Throughout my career I have never been in control of my work, always at the peril of a casting director, agent etc. Always waiting for the next casting to come in. I'm sure there's plenty of roles I'm overlooked for.
Half-caste, dual-heritage, mixed-race, half-English
- whatever you want to call us - where do we fit?
And where are the roles for us? Where are our voices?
Talking to Jude about the story of my Nan - a courageous, brave and feisty woman who brought up three mixed race kids on her own on Canterbury estate in a time when prejudice came in bucket loads - she issued me with a challenge.
To tell my own story.
It's a big step for me, and a huge learning experience, but it's really exciting. I've never understood how much work happens before that first day of rehearsal. But I'm learning, and I hope that this will be a starting point for me to create more work in the future.

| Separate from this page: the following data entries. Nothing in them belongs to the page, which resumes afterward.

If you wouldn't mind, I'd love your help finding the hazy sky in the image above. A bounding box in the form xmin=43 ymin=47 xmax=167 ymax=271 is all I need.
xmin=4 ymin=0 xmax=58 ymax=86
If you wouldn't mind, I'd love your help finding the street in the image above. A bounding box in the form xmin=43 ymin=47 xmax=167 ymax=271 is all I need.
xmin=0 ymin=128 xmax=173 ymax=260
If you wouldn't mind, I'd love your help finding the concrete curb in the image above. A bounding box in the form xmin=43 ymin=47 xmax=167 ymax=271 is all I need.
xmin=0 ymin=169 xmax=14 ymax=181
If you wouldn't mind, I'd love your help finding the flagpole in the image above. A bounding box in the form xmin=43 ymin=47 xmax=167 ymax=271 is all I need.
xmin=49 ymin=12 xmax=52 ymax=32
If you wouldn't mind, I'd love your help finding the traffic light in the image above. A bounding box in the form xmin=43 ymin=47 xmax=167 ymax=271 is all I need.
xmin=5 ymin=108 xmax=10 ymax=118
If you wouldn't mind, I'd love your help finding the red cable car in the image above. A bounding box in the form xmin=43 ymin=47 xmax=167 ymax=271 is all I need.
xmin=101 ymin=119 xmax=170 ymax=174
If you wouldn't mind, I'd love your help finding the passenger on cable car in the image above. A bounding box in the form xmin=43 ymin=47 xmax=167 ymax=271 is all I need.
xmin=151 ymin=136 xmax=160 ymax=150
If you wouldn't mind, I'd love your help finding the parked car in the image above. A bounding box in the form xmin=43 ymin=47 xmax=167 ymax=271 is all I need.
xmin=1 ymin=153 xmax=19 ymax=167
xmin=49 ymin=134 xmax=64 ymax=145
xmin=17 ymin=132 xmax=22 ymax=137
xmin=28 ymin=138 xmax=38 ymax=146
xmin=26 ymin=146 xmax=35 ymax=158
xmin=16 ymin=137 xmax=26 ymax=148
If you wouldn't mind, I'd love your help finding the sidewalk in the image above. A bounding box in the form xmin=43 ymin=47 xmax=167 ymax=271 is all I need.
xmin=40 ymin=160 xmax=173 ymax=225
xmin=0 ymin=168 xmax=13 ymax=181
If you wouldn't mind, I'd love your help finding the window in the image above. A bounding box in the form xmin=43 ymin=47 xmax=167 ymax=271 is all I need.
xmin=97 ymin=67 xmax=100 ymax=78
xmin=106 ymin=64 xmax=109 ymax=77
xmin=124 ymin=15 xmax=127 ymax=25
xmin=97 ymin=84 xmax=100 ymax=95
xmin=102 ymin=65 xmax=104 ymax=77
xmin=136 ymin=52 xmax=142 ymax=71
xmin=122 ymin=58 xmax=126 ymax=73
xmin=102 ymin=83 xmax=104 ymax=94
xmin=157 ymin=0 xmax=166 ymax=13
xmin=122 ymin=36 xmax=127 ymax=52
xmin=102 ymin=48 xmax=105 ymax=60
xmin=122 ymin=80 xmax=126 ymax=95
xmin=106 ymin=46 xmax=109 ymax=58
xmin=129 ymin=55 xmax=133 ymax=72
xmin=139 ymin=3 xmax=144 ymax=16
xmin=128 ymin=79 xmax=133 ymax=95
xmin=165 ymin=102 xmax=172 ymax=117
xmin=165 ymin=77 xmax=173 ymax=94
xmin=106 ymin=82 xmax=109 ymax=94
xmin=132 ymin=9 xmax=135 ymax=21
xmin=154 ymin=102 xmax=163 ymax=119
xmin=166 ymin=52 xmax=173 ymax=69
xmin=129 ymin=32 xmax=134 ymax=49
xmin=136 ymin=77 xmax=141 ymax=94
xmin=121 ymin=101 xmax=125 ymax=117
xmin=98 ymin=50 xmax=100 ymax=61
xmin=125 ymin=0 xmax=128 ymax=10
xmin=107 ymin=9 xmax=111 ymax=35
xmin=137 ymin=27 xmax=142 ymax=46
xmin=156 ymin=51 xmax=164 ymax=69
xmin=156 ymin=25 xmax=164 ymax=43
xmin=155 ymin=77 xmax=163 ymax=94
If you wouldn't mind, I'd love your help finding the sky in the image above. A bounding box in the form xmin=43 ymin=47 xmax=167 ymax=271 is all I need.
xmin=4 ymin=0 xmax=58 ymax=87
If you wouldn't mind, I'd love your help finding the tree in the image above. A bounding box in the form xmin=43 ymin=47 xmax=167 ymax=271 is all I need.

I’m telling this story from my perspective, which is important as Nan can’t give me her blessing (for the past 10 years Natalie's Nan has been living with dementia). All I do know is that this will be a celebration of her journey.
This is a story about identity, finding my own place. And it's vital that I understand this now, as my story will be the most important thing I can pass on to my daughter.
What I have learned on this journey so far is that I am not half of anything.
I am fully myself.
It's both exciting and nerve wracking to work with a new artist. Mick and I have been working together since 2007, so to start a new project with Natalie at the helm is a departure for us, and me in particular.
But her story resonated with me on so many levels, and I saw the passion she had for telling her own story - speaking her own truth - and any reservations melted away.
Natalie is a fantastic actor. We've worked together on many projects before, both in a performance context and as facilitators for community based projects, many of them working with communities for the Canterbury Estate.
But this process was something different. Not only did it involve her in the process from day one, but would also ask her to dig deep into her emotional and creative reserves.
We knew that this story needed to be female-led too. Natalie would be lead artist and I would direct. We would include childcare in the budget and ensure that scheduling worked around caring responsibilities.
And so we began by talking - lots! And Natalie threw herself into her journaling, both of her own memories and those of her family, who she talked to in great depth about the piece.
Slowly Full English began to take shape.
We went into a Research & Development period with a great team of creatives - actors, a musical director, myself and Mick to start to explore how to shape and craft a piece of theatre from the incredibly rich (and sometimes uncomfortable) memories and thoughts Natalie brought to the table.
Music was also a vital part of her Nan's makeup, and we knew the production had to reflect this.
Through a process of devising and writing, with the whole team involved, a shape began to emerge. We knew we wanted to explore how dementia had impacted on Natalie & her beloved Nan, and decided to shape the work to reflect her fragmented sense of identity, allowing it to inform the work rather than trying to depict it on stage.
Taking the material from the R&D, we shaped a script which we are incredibly proud of. It is honest, unflinching, touching, and honours Natalie's story and journey whilst celebrating the courage and joie de vivre her Nan radiates.
We hope that Thea grows to love it too.